La habitación cayó en un tenso silencio, roto solo por el sonido de su respiración entrecortada. Sus manos temblaban, y por un momento, pensé que podría estallar. Pero en lugar de eso, dio un paso atrás, apretando la mandíbula y sus ojos ardían.

—Eres patética —dijo fríamente—. Y si crees que alguna vez te amaré, estás más rota de lo que pensé.

Reí. —Creo que no estás tomando esto lo suficientemente en serio. Peleaste con Nathan Tanner por Lyla… ese perro que nunca será ni la mitad de la mujer que soy. Sin embargo, tiraste años de entrenamiento porque querías demostrar ¿qué?

—No dejaré que la lastimes —gruñó.

—¿Lastimarla? Esto no es nada. Puedo destruir por completo su reputación. Puedo hacer que su vida sea un infierno viviente. ¿Es eso lo que quieres?

Él no respondió, solo me miraba fijamente.

—Así que te doy una opción. Concéntrate en nuestro matrimonio o mira cómo desgarro sistemáticamente todo lo que Lyla aprecia.

—Espero que traigas tu mejor juego porque cuando comience, Cassidy Thorne, sabrás que solo empecé a amar desde Lyla… soy peor que tú. Más frío, más loco y un amante celoso.

Con eso, giró sobre sus talones y caminó hacia la puerta, sus botas golpeando fuertemente contra el suelo de madera.

—Aléjate, Ramsey —lo llamé después de él—. Pero recuerda, cada vez que me dejes, ella pagará el precio.

Él se detuvo en la puerta, su hombro tenso. Sin decir otra palabra, salió y cerró la puerta de un portazo.

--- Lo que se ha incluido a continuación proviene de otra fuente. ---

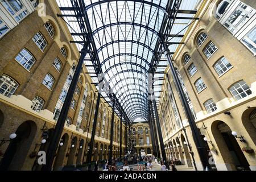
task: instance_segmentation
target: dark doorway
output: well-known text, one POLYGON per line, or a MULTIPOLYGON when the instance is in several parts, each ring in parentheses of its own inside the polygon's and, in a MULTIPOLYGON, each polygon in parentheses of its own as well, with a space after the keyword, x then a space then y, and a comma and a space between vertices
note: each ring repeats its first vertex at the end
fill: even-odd
POLYGON ((15 134, 17 136, 10 142, 0 164, 1 171, 19 171, 26 160, 36 133, 36 125, 33 121, 21 124, 15 134))

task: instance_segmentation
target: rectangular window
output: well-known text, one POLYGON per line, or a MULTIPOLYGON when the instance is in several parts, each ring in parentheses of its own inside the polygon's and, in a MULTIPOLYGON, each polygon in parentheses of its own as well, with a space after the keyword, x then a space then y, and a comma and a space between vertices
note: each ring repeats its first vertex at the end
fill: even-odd
POLYGON ((9 27, 0 18, 0 38, 9 31, 9 27))
POLYGON ((150 146, 150 140, 149 140, 149 137, 147 136, 147 146, 150 146))
POLYGON ((207 46, 205 46, 204 49, 204 53, 207 58, 209 59, 217 51, 217 49, 218 48, 217 46, 211 41, 207 45, 207 46))
POLYGON ((206 88, 206 85, 201 78, 200 78, 197 80, 197 81, 196 81, 196 82, 195 83, 195 86, 196 86, 196 90, 199 93, 206 88))
POLYGON ((72 103, 71 103, 71 107, 73 110, 75 110, 76 109, 76 101, 75 100, 73 100, 72 103))
POLYGON ((255 10, 250 6, 241 3, 236 10, 228 18, 224 24, 231 32, 236 34, 253 16, 255 10))
POLYGON ((44 84, 49 89, 51 89, 53 85, 55 80, 53 77, 49 73, 46 75, 46 77, 43 81, 43 84, 44 84))
POLYGON ((191 77, 194 75, 197 71, 197 69, 196 69, 196 67, 193 63, 191 64, 191 65, 188 68, 188 72, 189 73, 191 77))
POLYGON ((35 59, 32 54, 26 49, 23 49, 15 57, 17 61, 27 70, 30 70, 35 62, 35 59))
POLYGON ((256 55, 256 27, 254 27, 254 28, 242 39, 242 42, 251 50, 254 55, 256 55))
POLYGON ((46 39, 40 32, 36 33, 32 39, 42 51, 47 46, 46 39))
POLYGON ((57 69, 58 72, 59 72, 61 69, 62 63, 59 58, 55 57, 53 63, 52 63, 52 65, 54 67, 54 68, 55 68, 56 69, 57 69))
POLYGON ((232 68, 232 65, 227 60, 227 59, 223 57, 214 65, 215 71, 218 73, 218 76, 221 76, 232 68))

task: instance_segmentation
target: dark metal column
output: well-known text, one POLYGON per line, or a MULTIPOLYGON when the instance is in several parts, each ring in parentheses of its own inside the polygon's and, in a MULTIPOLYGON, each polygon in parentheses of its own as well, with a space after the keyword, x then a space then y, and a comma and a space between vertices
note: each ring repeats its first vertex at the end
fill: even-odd
POLYGON ((111 120, 111 129, 110 129, 110 148, 109 151, 109 163, 111 164, 112 162, 112 155, 113 155, 113 138, 114 137, 114 119, 115 114, 115 102, 113 103, 113 110, 112 110, 112 119, 111 120))
POLYGON ((93 130, 92 131, 92 135, 90 138, 90 149, 89 150, 89 152, 88 154, 87 157, 87 161, 88 163, 89 163, 88 171, 90 171, 92 167, 91 164, 92 155, 93 150, 94 150, 94 136, 95 136, 95 133, 96 132, 97 120, 98 119, 98 107, 100 106, 101 96, 101 95, 100 93, 100 92, 98 92, 98 97, 97 98, 96 107, 95 108, 94 118, 93 119, 94 120, 93 120, 93 130))
POLYGON ((155 127, 155 118, 154 116, 154 110, 152 106, 152 101, 151 100, 149 101, 150 102, 150 111, 151 114, 151 119, 152 119, 152 128, 153 129, 153 135, 155 138, 155 147, 156 147, 156 156, 158 158, 160 158, 161 156, 160 155, 160 150, 159 150, 159 146, 158 145, 158 134, 156 129, 155 127))
MULTIPOLYGON (((174 97, 174 92, 173 92, 172 87, 171 86, 171 82, 170 81, 169 76, 168 76, 168 74, 166 74, 166 77, 167 78, 168 82, 169 83, 169 85, 170 85, 170 88, 171 89, 171 92, 172 92, 172 97, 174 97, 174 101, 175 101, 175 103, 176 103, 175 98, 174 97)), ((177 105, 176 104, 176 105, 177 105)), ((178 111, 178 113, 179 114, 180 118, 181 118, 181 117, 180 117, 180 113, 179 111, 179 109, 177 108, 177 110, 178 111)), ((186 138, 186 140, 187 140, 187 144, 188 146, 188 148, 189 149, 189 151, 192 151, 192 148, 191 145, 189 143, 189 141, 188 140, 188 135, 187 134, 186 129, 184 128, 184 127, 183 126, 183 123, 182 122, 181 122, 181 124, 182 124, 183 130, 184 133, 185 134, 185 137, 186 138)), ((195 156, 194 155, 195 155, 194 154, 191 154, 191 156, 192 156, 192 160, 193 160, 193 163, 194 164, 195 169, 196 171, 197 171, 197 167, 196 167, 196 161, 195 160, 195 156)))
POLYGON ((67 117, 68 116, 68 113, 69 110, 71 102, 73 100, 73 96, 74 95, 75 91, 76 89, 76 85, 82 68, 84 58, 88 52, 88 46, 89 43, 86 43, 85 44, 83 48, 81 51, 80 57, 79 58, 76 71, 75 72, 72 81, 70 84, 58 121, 57 121, 57 123, 54 129, 52 139, 49 141, 49 147, 46 153, 46 164, 43 166, 42 168, 42 171, 51 171, 52 169, 54 155, 59 145, 60 138, 61 137, 65 122, 67 117))
POLYGON ((122 158, 122 140, 123 140, 123 137, 122 136, 122 135, 123 134, 123 129, 122 129, 122 114, 121 115, 121 119, 120 119, 120 159, 122 158))
POLYGON ((128 145, 128 143, 127 143, 127 142, 128 142, 128 140, 127 140, 127 121, 125 121, 125 154, 126 154, 127 153, 127 152, 128 152, 128 151, 127 151, 127 145, 128 145))
POLYGON ((153 129, 152 129, 152 119, 151 119, 151 114, 150 114, 150 109, 149 108, 149 114, 148 114, 148 118, 149 118, 149 121, 148 121, 148 124, 150 126, 150 135, 151 135, 151 143, 152 143, 152 154, 156 156, 156 146, 155 146, 155 138, 154 137, 154 134, 153 134, 153 129))
POLYGON ((162 130, 161 130, 161 126, 160 125, 160 121, 159 121, 159 117, 158 116, 158 108, 156 107, 156 102, 155 101, 155 94, 154 92, 152 93, 152 98, 153 98, 153 105, 155 109, 155 118, 156 120, 156 125, 158 127, 158 136, 159 138, 159 142, 160 142, 160 147, 161 148, 161 152, 162 152, 162 156, 163 158, 163 160, 166 162, 167 158, 166 158, 166 151, 164 150, 164 144, 163 143, 163 135, 162 133, 162 130))
POLYGON ((188 118, 188 123, 189 123, 190 127, 191 128, 193 138, 199 154, 204 169, 205 169, 207 167, 208 167, 208 168, 210 169, 212 168, 208 163, 208 155, 205 148, 205 143, 201 137, 201 134, 199 133, 197 127, 196 126, 196 122, 195 122, 191 110, 190 110, 189 106, 187 102, 185 94, 181 86, 180 85, 180 82, 177 75, 177 72, 175 71, 172 58, 171 57, 171 53, 168 49, 166 49, 164 55, 169 63, 172 77, 174 78, 177 91, 179 93, 180 101, 181 101, 183 106, 187 118, 188 118))

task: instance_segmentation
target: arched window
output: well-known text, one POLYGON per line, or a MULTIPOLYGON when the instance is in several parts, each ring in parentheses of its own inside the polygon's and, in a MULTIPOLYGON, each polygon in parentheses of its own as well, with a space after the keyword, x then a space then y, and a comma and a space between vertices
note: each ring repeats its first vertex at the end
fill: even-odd
POLYGON ((81 76, 80 76, 80 77, 79 77, 79 83, 80 83, 81 85, 82 85, 82 78, 81 76))
POLYGON ((228 9, 229 5, 232 2, 233 0, 225 0, 221 1, 217 7, 216 11, 216 18, 220 19, 224 13, 228 9))
POLYGON ((188 62, 190 61, 190 60, 191 60, 191 57, 190 57, 190 56, 188 54, 185 55, 185 56, 184 56, 184 60, 183 60, 183 63, 184 65, 187 65, 188 62))
POLYGON ((65 47, 63 47, 60 49, 60 52, 65 59, 67 59, 68 57, 68 52, 67 52, 67 49, 65 47))
POLYGON ((148 129, 147 127, 145 127, 145 134, 148 134, 148 129))
POLYGON ((204 32, 201 32, 197 36, 197 39, 196 39, 196 43, 197 45, 200 47, 204 42, 205 41, 206 39, 207 39, 208 35, 207 34, 204 32))
POLYGON ((200 78, 195 82, 195 86, 196 86, 198 93, 200 92, 207 87, 201 78, 200 78))
POLYGON ((10 97, 18 86, 19 84, 10 77, 3 74, 0 75, 0 94, 10 97))
POLYGON ((216 63, 214 64, 213 67, 218 76, 224 75, 233 68, 231 64, 225 57, 222 57, 219 59, 216 63))
POLYGON ((34 8, 36 8, 38 6, 38 0, 30 0, 30 3, 33 5, 34 8))
POLYGON ((54 30, 52 24, 50 22, 47 22, 44 24, 44 27, 46 27, 46 30, 47 30, 47 32, 49 33, 49 35, 52 38, 53 38, 55 35, 55 31, 54 30))
POLYGON ((138 134, 139 135, 143 135, 143 129, 142 129, 142 127, 139 127, 138 128, 138 134))
POLYGON ((208 113, 214 112, 217 110, 216 105, 212 98, 204 102, 204 105, 208 113))
POLYGON ((62 63, 59 58, 55 57, 53 63, 52 63, 52 65, 58 72, 59 72, 62 67, 62 63))
POLYGON ((194 75, 197 71, 197 69, 196 69, 196 67, 193 63, 192 63, 188 68, 188 72, 191 77, 194 75))
POLYGON ((46 38, 40 32, 37 32, 32 39, 42 51, 47 46, 46 38))
POLYGON ((43 109, 44 101, 40 97, 35 96, 32 101, 32 109, 37 112, 39 112, 43 109))
POLYGON ((23 49, 15 59, 27 70, 31 68, 36 61, 35 57, 26 49, 23 49))
POLYGON ((210 58, 215 52, 218 50, 218 48, 213 43, 212 41, 210 41, 204 49, 204 53, 208 59, 210 58))
POLYGON ((20 0, 1 1, 5 8, 19 22, 28 14, 28 11, 20 0))
POLYGON ((49 89, 51 89, 52 86, 53 86, 53 84, 55 82, 55 80, 53 77, 49 73, 46 75, 46 77, 43 81, 43 84, 47 88, 49 89))
POLYGON ((231 86, 229 91, 237 101, 250 95, 252 93, 250 87, 243 80, 238 81, 231 86))
POLYGON ((254 128, 256 129, 256 109, 251 111, 249 115, 250 121, 253 123, 254 128))

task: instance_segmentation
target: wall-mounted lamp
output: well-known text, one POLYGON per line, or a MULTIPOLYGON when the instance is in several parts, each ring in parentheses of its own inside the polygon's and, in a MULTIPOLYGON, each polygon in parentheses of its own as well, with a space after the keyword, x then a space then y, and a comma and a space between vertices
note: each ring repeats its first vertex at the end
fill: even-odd
POLYGON ((209 141, 209 142, 208 142, 208 139, 207 139, 207 138, 206 138, 206 137, 204 137, 204 140, 205 140, 205 142, 208 142, 208 143, 210 143, 210 144, 212 145, 212 146, 213 146, 213 144, 212 143, 212 141, 209 141))
POLYGON ((240 138, 240 140, 241 142, 242 142, 242 143, 246 142, 246 141, 243 139, 243 138, 245 138, 245 136, 243 136, 242 135, 241 135, 240 136, 237 136, 237 133, 236 131, 232 131, 232 135, 233 135, 236 138, 240 138))
POLYGON ((15 139, 16 136, 17 136, 17 135, 15 133, 12 133, 11 134, 10 134, 9 135, 9 139, 10 139, 5 140, 5 139, 2 139, 2 140, 1 140, 0 147, 2 146, 2 145, 3 145, 6 142, 10 142, 11 140, 15 139))

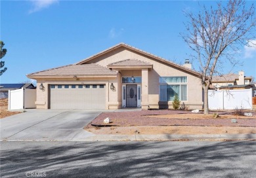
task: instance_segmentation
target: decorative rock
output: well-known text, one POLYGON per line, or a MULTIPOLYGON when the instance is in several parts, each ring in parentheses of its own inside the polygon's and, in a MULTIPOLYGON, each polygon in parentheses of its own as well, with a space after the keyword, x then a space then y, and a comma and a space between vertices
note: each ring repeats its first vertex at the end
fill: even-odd
POLYGON ((198 109, 196 109, 196 110, 192 111, 191 112, 192 112, 194 113, 199 113, 199 110, 198 109))
POLYGON ((245 115, 245 116, 252 116, 253 114, 251 113, 244 113, 244 115, 245 115))
POLYGON ((109 124, 110 123, 110 118, 109 117, 107 117, 106 118, 105 118, 104 120, 103 120, 103 122, 104 124, 109 124))

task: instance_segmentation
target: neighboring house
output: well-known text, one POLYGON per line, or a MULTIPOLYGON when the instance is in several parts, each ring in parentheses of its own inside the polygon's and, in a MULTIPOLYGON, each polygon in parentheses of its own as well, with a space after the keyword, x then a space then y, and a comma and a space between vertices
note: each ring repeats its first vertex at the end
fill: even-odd
POLYGON ((211 87, 213 88, 226 88, 225 86, 228 86, 230 88, 236 88, 232 86, 238 86, 236 88, 245 88, 251 81, 251 77, 245 77, 243 71, 239 71, 238 74, 230 73, 223 75, 221 76, 213 76, 211 80, 211 87))
POLYGON ((125 43, 28 77, 37 80, 37 108, 172 108, 176 94, 189 109, 203 105, 200 73, 125 43))
POLYGON ((0 98, 8 98, 9 90, 25 88, 35 88, 32 83, 26 84, 0 84, 0 98))

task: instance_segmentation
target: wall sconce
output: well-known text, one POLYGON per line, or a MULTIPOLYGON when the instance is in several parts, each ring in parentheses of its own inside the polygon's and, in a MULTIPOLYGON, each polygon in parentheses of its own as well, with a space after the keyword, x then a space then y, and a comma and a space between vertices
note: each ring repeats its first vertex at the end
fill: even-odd
POLYGON ((131 77, 131 81, 133 83, 134 83, 135 82, 135 79, 134 78, 133 76, 131 77))
POLYGON ((111 83, 110 90, 112 91, 116 91, 116 87, 114 86, 113 83, 111 83))
POLYGON ((41 90, 43 90, 43 89, 45 88, 45 86, 43 86, 43 84, 41 83, 39 86, 39 89, 41 90))

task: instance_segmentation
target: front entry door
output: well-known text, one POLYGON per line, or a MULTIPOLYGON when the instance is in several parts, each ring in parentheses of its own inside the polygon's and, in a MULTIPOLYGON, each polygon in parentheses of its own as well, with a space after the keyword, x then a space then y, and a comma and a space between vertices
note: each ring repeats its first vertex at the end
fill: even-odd
POLYGON ((137 85, 126 85, 126 107, 137 107, 137 85))

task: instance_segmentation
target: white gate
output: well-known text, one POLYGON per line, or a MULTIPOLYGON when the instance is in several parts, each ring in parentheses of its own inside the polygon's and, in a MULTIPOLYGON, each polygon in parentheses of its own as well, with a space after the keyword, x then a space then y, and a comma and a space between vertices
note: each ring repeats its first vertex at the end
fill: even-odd
POLYGON ((208 91, 209 109, 253 109, 252 90, 208 91))
POLYGON ((35 89, 22 88, 9 92, 9 110, 35 108, 35 89))

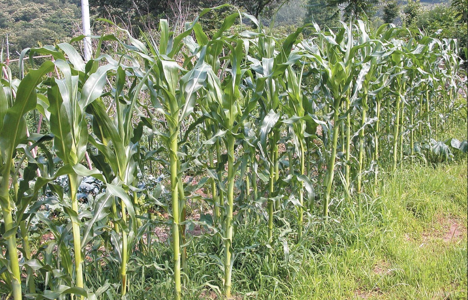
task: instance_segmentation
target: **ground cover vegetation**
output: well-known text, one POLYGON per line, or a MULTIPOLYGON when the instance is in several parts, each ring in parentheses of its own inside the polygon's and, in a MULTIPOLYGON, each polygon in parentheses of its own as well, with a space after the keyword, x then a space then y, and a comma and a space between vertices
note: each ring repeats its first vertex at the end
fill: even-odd
POLYGON ((456 41, 361 21, 278 38, 238 12, 207 35, 211 13, 116 27, 88 62, 79 38, 27 49, 51 58, 17 79, 2 64, 6 297, 466 295, 456 41))

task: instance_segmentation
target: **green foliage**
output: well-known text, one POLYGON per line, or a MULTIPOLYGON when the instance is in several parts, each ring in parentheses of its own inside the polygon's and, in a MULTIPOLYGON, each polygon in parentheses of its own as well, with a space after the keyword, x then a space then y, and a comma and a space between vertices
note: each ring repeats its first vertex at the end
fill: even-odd
POLYGON ((80 24, 80 9, 67 0, 0 3, 0 38, 5 43, 8 34, 11 57, 27 48, 69 39, 79 32, 80 24))
POLYGON ((451 6, 455 10, 457 14, 455 17, 460 18, 461 22, 465 23, 468 21, 468 1, 466 0, 453 0, 451 2, 451 6))
MULTIPOLYGON (((0 65, 2 292, 280 298, 308 271, 319 289, 329 250, 372 252, 372 230, 393 232, 387 207, 407 194, 381 202, 382 186, 411 162, 466 159, 465 133, 439 137, 466 123, 454 40, 361 20, 278 38, 236 12, 209 36, 212 11, 179 34, 161 20, 157 38, 116 28, 87 62, 67 43, 25 51, 54 59, 21 80, 0 65), (47 134, 26 134, 33 111, 47 134), (90 176, 102 186, 81 205, 90 176), (36 228, 53 238, 29 242, 36 228)), ((420 218, 432 204, 405 205, 420 218)))
POLYGON ((327 0, 327 7, 334 10, 334 16, 343 13, 345 21, 368 19, 375 14, 378 0, 327 0))
POLYGON ((387 1, 384 7, 383 19, 386 23, 393 23, 400 15, 400 7, 395 0, 387 1))
MULTIPOLYGON (((452 7, 444 5, 424 7, 412 20, 411 27, 417 28, 429 35, 437 32, 439 38, 456 39, 460 50, 467 46, 466 23, 462 22, 461 17, 452 7)), ((462 51, 459 55, 464 58, 462 51)))
POLYGON ((327 6, 326 0, 309 0, 307 2, 307 15, 304 23, 315 22, 321 28, 335 27, 339 24, 340 17, 333 9, 327 6))
POLYGON ((407 26, 412 24, 413 20, 419 14, 421 9, 419 0, 408 0, 408 4, 403 10, 404 24, 407 26))

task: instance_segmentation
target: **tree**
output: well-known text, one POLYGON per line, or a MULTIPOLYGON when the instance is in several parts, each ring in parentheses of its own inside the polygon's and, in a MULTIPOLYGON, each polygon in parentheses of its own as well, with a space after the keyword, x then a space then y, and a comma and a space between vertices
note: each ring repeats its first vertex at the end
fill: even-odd
POLYGON ((243 8, 247 12, 258 18, 262 15, 269 18, 283 2, 288 0, 232 0, 233 5, 243 8))
POLYGON ((304 23, 316 23, 321 28, 337 26, 340 24, 339 16, 327 5, 327 0, 308 0, 304 23))
POLYGON ((411 25, 413 20, 421 12, 419 0, 408 0, 408 4, 403 10, 403 21, 407 26, 411 25))
POLYGON ((395 0, 388 1, 384 8, 384 22, 386 23, 393 23, 395 19, 400 14, 400 7, 395 0))
POLYGON ((374 15, 378 0, 328 0, 328 7, 335 10, 334 16, 342 12, 344 20, 362 19, 374 15))
POLYGON ((460 17, 461 23, 466 23, 468 20, 468 1, 453 0, 451 5, 456 12, 456 17, 460 17))

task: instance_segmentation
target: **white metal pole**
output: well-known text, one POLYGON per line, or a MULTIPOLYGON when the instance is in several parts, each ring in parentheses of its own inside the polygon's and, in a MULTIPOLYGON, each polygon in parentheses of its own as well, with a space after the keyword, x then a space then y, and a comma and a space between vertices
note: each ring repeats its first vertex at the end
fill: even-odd
POLYGON ((81 0, 81 19, 83 22, 83 34, 86 37, 83 40, 84 59, 88 61, 91 57, 91 25, 89 22, 89 3, 81 0))

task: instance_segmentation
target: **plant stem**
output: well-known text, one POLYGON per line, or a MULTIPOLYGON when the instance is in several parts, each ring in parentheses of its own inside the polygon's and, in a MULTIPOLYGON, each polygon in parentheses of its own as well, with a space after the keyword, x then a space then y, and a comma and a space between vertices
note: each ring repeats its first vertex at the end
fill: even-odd
MULTIPOLYGON (((70 181, 70 191, 72 201, 72 209, 77 215, 76 218, 72 218, 72 229, 73 232, 73 247, 75 254, 75 285, 78 287, 84 287, 83 281, 83 266, 81 257, 81 235, 80 232, 80 224, 77 219, 78 212, 78 199, 76 192, 78 190, 78 175, 75 174, 69 174, 68 179, 70 181)), ((79 298, 83 297, 79 296, 79 298)))
POLYGON ((234 144, 235 138, 229 135, 227 138, 228 178, 227 178, 227 205, 226 207, 226 239, 224 240, 224 291, 226 297, 231 297, 231 276, 232 263, 232 232, 233 226, 233 209, 234 208, 234 144))
POLYGON ((397 158, 398 157, 398 130, 400 127, 400 102, 401 99, 398 97, 396 99, 396 116, 395 117, 395 124, 393 125, 393 159, 392 161, 392 173, 396 170, 397 158))
POLYGON ((174 299, 180 300, 182 294, 181 284, 181 248, 180 234, 179 232, 179 179, 177 176, 177 166, 179 158, 177 151, 179 144, 177 142, 178 130, 170 129, 170 168, 171 170, 171 192, 172 200, 172 236, 173 236, 173 259, 174 263, 174 299))
MULTIPOLYGON (((350 109, 350 101, 349 99, 346 99, 346 163, 345 164, 345 182, 346 182, 346 186, 345 188, 346 189, 346 194, 347 195, 349 195, 350 194, 350 158, 351 157, 351 118, 349 113, 350 109)), ((338 128, 338 127, 337 127, 338 128)), ((336 146, 334 146, 334 148, 336 148, 336 146)), ((335 149, 335 151, 336 150, 335 149)), ((336 154, 335 154, 336 155, 336 154)), ((333 165, 334 168, 335 167, 335 163, 334 163, 333 165)))
MULTIPOLYGON (((366 97, 367 96, 365 96, 366 97)), ((367 110, 362 108, 361 111, 361 127, 359 131, 359 162, 358 164, 358 193, 361 192, 361 182, 362 180, 362 167, 364 158, 364 124, 366 124, 366 114, 367 110)))
POLYGON ((330 193, 332 191, 332 184, 333 183, 333 177, 335 175, 335 161, 337 155, 337 144, 340 131, 339 124, 340 110, 335 107, 333 112, 333 120, 335 122, 333 126, 333 138, 332 144, 332 153, 329 159, 329 164, 327 166, 327 176, 325 177, 325 191, 324 195, 324 216, 328 216, 328 204, 330 200, 330 193))

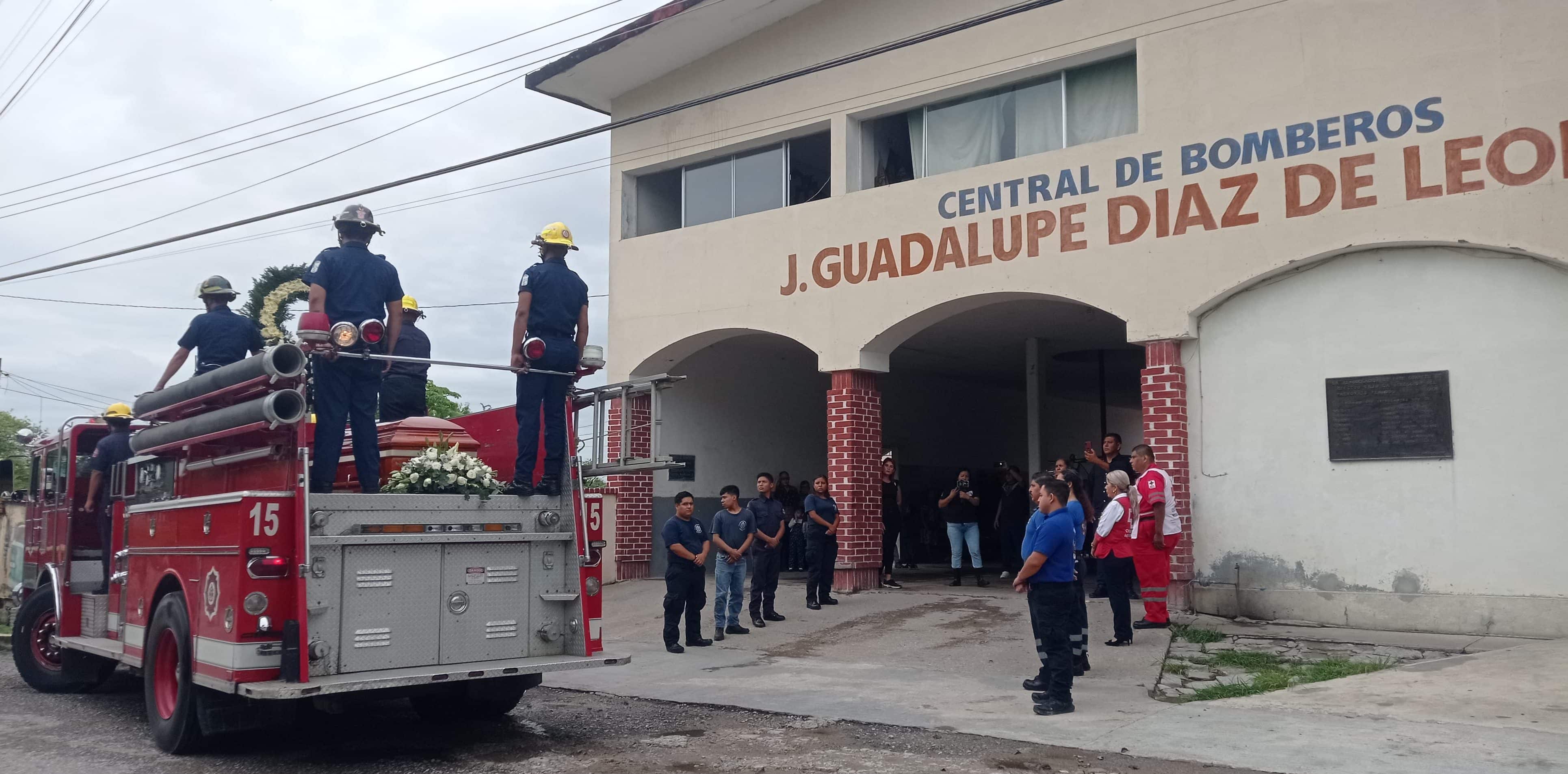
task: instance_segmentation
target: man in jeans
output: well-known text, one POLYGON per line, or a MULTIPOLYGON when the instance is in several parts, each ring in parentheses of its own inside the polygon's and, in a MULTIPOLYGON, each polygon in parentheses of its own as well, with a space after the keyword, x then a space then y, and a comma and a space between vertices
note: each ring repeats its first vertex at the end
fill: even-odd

Mientras el sonido de sus pasos se desvanecía, me hundí de nuevo en mi silla, mis manos temblando. Apreté los puños, mis uñas clavándose en mis palmas mientras trataba de regular mi respiración. Sentí caer una lágrima por mi mejilla pero luché contra ella, apretando los labios para evitar llorar.

Evolucionaré y me convertiré en el monstruo que Ramsey ha creado.

Pasaron los minutos. Lentamente, me calmé. Luego alcancé mi teléfono y marqué el número de mi madre. Respondió al tercer timbre.

—¿Sí? —sonaba irritada.

De nuevo, han estado así desde que recibí una llamada de mi papá antes. Dijo que Ramsey lo había avergonzado fuera de la reunión del consejo y amenazó con quitarle sus títulos.

—Voy a recoger la entrega esta noche.

Hubo una pequeña pausa por su lado. —Veo que finalmente has recobrado el sentido —dijo.

Mi agarre en el teléfono se endureció. —Lo siento, mamá. Pensé que él cambiaría. Es hora de que recuerde a todos a dónde pertenezco.

—Bien —respondió mi madre—. Tendré todo listo para ti.

Cuando la llamada terminó, me recosté en mi silla, mi mirada fija en el espejo frente a mí. —Estoy cansada de ser la segunda opción —susurré—. Nunca más.

Me puse de pie y caminé hacia el espejo, mi reflejo mirándome. —Ya verás, Ramsey —murmuré—, Todos verán. Seré la Luna del Trono de la Luna Blanca, cueste lo que cueste.